He felt a similar thing happening within himself.
"You're working, you're acting, and then suddenly nothing," Munro said. "And how do you open up those channels again to where you're connecting with another person organically?"
The poems in his book came first, Munro said, but the theme makes itself clear over time. For this book, he said he originally wrote more than 300 pages, but he whittled the work down.
And while some of the poems have deep personal meanings, Munro said he believes readers can interpret them how they wish.
"I believe that when you write something, and you put it out and it's publicly available, it doesn't belong to you anymore," Munro said.
"People have their own interpretations that they'll bring to the table, and in a way, through their own interpretation, they connect with you as the person that made it.
"My interpretation is irrelevant, or my intention, rather, is irrelevant. What you get out of it is the truth."
A message to his younger self
As a child, Munro said he would write about anything and everything. He remembers going on long drives and writing about the fields and ditches he'd see along the way.

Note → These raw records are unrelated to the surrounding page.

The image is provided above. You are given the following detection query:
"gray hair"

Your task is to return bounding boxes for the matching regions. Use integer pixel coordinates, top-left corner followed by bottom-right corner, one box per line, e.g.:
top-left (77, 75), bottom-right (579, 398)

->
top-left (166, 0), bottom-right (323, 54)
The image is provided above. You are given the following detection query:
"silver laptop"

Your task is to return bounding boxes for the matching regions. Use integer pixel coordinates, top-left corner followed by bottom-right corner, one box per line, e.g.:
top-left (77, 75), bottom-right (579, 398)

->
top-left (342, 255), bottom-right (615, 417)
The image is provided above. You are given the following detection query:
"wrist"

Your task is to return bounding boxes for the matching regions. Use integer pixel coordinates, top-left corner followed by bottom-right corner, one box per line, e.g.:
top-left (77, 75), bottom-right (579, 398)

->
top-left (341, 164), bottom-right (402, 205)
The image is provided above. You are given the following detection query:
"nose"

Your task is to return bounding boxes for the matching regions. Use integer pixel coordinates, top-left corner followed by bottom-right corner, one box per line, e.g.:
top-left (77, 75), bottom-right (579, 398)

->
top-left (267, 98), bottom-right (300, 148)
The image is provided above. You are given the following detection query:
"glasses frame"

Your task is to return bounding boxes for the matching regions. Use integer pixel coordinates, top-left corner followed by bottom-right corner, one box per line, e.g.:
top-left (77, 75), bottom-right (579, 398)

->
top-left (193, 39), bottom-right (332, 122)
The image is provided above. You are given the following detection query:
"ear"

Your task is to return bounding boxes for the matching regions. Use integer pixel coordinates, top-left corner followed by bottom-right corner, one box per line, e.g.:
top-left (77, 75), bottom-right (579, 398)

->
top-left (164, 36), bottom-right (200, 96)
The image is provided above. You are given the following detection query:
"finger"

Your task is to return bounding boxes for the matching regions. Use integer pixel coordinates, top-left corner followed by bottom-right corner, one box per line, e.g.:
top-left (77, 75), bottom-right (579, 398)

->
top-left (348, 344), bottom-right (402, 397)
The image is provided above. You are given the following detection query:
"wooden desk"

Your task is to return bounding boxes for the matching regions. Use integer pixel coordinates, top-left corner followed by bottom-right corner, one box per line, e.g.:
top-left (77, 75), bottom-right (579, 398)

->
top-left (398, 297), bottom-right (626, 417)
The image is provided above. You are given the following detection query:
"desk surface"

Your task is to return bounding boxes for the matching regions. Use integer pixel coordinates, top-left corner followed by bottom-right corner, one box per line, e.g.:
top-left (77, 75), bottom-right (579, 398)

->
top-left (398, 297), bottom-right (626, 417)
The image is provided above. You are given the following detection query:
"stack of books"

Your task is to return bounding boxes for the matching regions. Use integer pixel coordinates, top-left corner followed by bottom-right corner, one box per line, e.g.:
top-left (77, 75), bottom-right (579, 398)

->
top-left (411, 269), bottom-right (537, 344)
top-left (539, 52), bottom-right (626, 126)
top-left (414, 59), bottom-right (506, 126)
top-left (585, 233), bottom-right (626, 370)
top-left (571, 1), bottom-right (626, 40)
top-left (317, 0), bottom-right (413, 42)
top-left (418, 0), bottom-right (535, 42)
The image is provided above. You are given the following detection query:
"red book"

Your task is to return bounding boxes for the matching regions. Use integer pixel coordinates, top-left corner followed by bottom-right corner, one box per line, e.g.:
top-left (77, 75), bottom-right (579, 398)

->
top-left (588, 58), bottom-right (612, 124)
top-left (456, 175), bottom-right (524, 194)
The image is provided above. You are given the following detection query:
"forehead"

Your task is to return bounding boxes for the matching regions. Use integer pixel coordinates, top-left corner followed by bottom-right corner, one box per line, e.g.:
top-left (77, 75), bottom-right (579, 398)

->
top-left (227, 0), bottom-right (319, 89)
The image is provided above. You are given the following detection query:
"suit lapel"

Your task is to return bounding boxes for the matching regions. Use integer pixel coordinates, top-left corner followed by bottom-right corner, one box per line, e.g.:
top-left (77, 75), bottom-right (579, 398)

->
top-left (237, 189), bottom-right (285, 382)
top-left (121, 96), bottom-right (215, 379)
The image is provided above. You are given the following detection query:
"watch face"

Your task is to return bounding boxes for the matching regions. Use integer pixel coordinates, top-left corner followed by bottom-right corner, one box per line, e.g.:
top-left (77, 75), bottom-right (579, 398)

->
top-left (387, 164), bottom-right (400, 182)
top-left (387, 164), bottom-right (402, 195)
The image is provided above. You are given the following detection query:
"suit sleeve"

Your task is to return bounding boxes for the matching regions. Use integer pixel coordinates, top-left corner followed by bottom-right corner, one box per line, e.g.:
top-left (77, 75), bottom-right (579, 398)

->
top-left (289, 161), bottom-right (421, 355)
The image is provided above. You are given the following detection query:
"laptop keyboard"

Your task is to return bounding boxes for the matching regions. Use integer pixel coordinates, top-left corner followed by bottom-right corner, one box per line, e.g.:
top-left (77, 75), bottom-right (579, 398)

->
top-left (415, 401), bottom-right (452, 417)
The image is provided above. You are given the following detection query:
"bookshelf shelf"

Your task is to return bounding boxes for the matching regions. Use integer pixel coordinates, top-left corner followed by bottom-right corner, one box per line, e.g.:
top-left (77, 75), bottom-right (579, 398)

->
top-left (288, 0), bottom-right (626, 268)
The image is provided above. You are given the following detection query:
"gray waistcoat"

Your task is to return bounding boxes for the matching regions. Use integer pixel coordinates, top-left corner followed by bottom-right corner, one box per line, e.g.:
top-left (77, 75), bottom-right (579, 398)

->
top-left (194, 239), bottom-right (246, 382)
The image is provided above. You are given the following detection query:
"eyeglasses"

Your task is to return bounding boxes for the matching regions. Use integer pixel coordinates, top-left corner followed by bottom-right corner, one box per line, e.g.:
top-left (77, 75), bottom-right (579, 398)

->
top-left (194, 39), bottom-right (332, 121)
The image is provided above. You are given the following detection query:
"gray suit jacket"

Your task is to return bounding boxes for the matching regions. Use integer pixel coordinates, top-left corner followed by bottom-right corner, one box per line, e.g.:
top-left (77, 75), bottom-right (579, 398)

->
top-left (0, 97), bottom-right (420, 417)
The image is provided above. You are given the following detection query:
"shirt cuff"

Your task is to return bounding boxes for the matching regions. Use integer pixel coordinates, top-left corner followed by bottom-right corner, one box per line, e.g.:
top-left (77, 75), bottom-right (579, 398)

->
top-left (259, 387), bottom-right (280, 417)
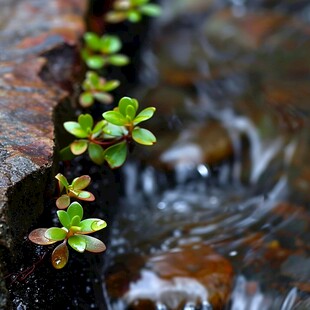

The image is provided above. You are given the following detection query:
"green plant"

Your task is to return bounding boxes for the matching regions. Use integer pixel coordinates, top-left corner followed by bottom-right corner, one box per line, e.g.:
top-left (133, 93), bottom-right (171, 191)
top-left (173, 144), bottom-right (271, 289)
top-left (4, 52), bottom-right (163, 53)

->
top-left (79, 71), bottom-right (120, 108)
top-left (61, 97), bottom-right (156, 168)
top-left (29, 202), bottom-right (107, 269)
top-left (81, 32), bottom-right (129, 70)
top-left (105, 0), bottom-right (161, 23)
top-left (55, 173), bottom-right (95, 209)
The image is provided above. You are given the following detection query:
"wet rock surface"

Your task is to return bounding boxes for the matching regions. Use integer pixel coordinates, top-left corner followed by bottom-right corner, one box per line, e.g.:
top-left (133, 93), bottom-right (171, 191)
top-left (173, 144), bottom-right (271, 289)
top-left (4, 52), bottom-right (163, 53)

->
top-left (0, 0), bottom-right (87, 309)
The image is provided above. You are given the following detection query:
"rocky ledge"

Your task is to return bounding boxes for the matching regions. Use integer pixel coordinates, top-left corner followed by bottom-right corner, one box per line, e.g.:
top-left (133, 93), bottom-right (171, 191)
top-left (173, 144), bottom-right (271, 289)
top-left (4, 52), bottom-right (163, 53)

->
top-left (0, 0), bottom-right (87, 309)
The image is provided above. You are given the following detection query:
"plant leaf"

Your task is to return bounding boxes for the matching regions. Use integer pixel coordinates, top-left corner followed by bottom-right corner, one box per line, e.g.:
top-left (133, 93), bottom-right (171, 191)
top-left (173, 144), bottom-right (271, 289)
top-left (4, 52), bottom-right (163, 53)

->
top-left (132, 127), bottom-right (156, 145)
top-left (68, 235), bottom-right (86, 253)
top-left (107, 54), bottom-right (129, 67)
top-left (64, 122), bottom-right (88, 138)
top-left (67, 201), bottom-right (83, 221)
top-left (28, 228), bottom-right (57, 245)
top-left (81, 235), bottom-right (106, 253)
top-left (79, 92), bottom-right (94, 108)
top-left (85, 55), bottom-right (105, 70)
top-left (88, 142), bottom-right (104, 165)
top-left (70, 140), bottom-right (88, 155)
top-left (102, 111), bottom-right (127, 126)
top-left (57, 210), bottom-right (71, 229)
top-left (133, 107), bottom-right (156, 125)
top-left (44, 227), bottom-right (67, 241)
top-left (72, 175), bottom-right (91, 190)
top-left (70, 215), bottom-right (81, 227)
top-left (79, 218), bottom-right (107, 234)
top-left (56, 194), bottom-right (70, 209)
top-left (55, 173), bottom-right (69, 188)
top-left (78, 114), bottom-right (94, 133)
top-left (52, 242), bottom-right (69, 269)
top-left (104, 142), bottom-right (127, 169)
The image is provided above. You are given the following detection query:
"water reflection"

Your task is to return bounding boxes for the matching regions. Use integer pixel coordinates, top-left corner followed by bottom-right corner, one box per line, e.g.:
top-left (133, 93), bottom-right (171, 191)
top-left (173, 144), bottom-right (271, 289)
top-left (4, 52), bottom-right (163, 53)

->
top-left (105, 0), bottom-right (310, 310)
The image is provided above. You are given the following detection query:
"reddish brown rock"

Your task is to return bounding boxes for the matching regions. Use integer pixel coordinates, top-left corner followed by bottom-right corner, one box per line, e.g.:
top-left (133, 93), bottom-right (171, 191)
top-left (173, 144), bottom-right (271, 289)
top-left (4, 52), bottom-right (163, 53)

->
top-left (0, 0), bottom-right (87, 309)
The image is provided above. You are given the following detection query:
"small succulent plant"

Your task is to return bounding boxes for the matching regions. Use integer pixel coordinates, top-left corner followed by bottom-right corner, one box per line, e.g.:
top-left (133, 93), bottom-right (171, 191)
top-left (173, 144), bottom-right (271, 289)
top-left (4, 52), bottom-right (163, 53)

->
top-left (79, 71), bottom-right (120, 108)
top-left (29, 202), bottom-right (107, 269)
top-left (105, 0), bottom-right (161, 23)
top-left (61, 97), bottom-right (156, 168)
top-left (81, 32), bottom-right (129, 70)
top-left (55, 173), bottom-right (95, 209)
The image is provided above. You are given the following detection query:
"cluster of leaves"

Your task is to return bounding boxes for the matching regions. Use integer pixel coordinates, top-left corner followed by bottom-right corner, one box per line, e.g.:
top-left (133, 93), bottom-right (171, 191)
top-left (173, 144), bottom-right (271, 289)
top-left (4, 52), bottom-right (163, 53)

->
top-left (81, 32), bottom-right (129, 70)
top-left (55, 173), bottom-right (95, 209)
top-left (29, 202), bottom-right (107, 269)
top-left (79, 71), bottom-right (120, 108)
top-left (105, 0), bottom-right (161, 23)
top-left (61, 97), bottom-right (156, 168)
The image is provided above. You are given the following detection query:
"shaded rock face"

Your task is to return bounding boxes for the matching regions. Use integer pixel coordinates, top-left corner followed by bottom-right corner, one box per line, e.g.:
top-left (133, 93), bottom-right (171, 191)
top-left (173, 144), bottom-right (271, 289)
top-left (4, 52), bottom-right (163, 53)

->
top-left (0, 0), bottom-right (86, 309)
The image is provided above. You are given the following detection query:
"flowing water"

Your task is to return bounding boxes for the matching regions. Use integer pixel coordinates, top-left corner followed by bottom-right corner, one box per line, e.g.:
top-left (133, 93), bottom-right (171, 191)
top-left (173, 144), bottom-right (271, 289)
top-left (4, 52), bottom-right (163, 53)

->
top-left (104, 0), bottom-right (310, 310)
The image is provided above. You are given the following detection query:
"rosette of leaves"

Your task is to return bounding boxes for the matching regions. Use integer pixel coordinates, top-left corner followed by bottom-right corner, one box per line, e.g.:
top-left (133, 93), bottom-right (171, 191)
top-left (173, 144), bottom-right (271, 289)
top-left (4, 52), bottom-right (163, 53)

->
top-left (62, 97), bottom-right (156, 168)
top-left (105, 0), bottom-right (161, 23)
top-left (102, 97), bottom-right (156, 168)
top-left (29, 202), bottom-right (107, 269)
top-left (55, 173), bottom-right (95, 209)
top-left (81, 32), bottom-right (129, 70)
top-left (79, 71), bottom-right (120, 108)
top-left (60, 114), bottom-right (106, 165)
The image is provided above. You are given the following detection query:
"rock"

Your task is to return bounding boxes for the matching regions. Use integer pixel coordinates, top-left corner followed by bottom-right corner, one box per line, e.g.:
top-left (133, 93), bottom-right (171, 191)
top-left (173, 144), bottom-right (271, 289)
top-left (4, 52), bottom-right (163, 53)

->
top-left (0, 0), bottom-right (86, 309)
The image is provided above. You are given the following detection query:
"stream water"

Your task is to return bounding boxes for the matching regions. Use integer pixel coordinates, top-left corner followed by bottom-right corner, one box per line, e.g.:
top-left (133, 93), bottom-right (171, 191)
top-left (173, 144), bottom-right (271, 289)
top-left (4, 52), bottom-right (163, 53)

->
top-left (103, 0), bottom-right (310, 310)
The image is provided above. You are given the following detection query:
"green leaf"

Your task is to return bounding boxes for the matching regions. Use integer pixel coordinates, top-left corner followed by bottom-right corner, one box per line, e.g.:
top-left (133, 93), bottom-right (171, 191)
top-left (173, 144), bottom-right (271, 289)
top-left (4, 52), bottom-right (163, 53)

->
top-left (139, 3), bottom-right (161, 17)
top-left (64, 122), bottom-right (88, 138)
top-left (72, 175), bottom-right (91, 190)
top-left (107, 54), bottom-right (129, 67)
top-left (85, 55), bottom-right (105, 70)
top-left (44, 227), bottom-right (67, 241)
top-left (133, 107), bottom-right (156, 125)
top-left (103, 123), bottom-right (126, 138)
top-left (57, 210), bottom-right (71, 229)
top-left (70, 140), bottom-right (88, 155)
top-left (102, 111), bottom-right (127, 126)
top-left (59, 145), bottom-right (75, 160)
top-left (70, 215), bottom-right (81, 227)
top-left (67, 201), bottom-right (83, 221)
top-left (100, 35), bottom-right (122, 54)
top-left (79, 92), bottom-right (94, 108)
top-left (98, 80), bottom-right (120, 91)
top-left (104, 142), bottom-right (127, 168)
top-left (68, 235), bottom-right (86, 253)
top-left (56, 194), bottom-right (70, 209)
top-left (94, 92), bottom-right (113, 104)
top-left (28, 228), bottom-right (57, 245)
top-left (132, 127), bottom-right (156, 145)
top-left (55, 173), bottom-right (69, 188)
top-left (105, 11), bottom-right (127, 23)
top-left (79, 218), bottom-right (107, 234)
top-left (84, 32), bottom-right (100, 51)
top-left (78, 114), bottom-right (94, 132)
top-left (126, 105), bottom-right (136, 122)
top-left (92, 120), bottom-right (107, 137)
top-left (77, 191), bottom-right (95, 201)
top-left (127, 10), bottom-right (142, 23)
top-left (88, 142), bottom-right (104, 165)
top-left (81, 235), bottom-right (106, 253)
top-left (52, 242), bottom-right (69, 269)
top-left (86, 71), bottom-right (100, 86)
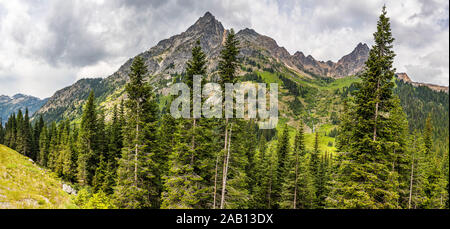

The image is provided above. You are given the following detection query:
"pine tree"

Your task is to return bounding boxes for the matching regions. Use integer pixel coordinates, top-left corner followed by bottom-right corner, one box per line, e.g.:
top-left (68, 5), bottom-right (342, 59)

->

Even if the things he wrote didn't make sense, Munro said it helped develop his writing skill and allowed him to later write about deeper things he was feeling.
Looking back at the boy with a brown paper bag trying acting for the first time or writing about those ditches and fields, Munro said he would tell that young boy to keep pursuing his art, despite everything.
"People may not understand you," he said. "That's something you'll have to live with, but it's worth it.
"It will save your life, and it will continue saving your life."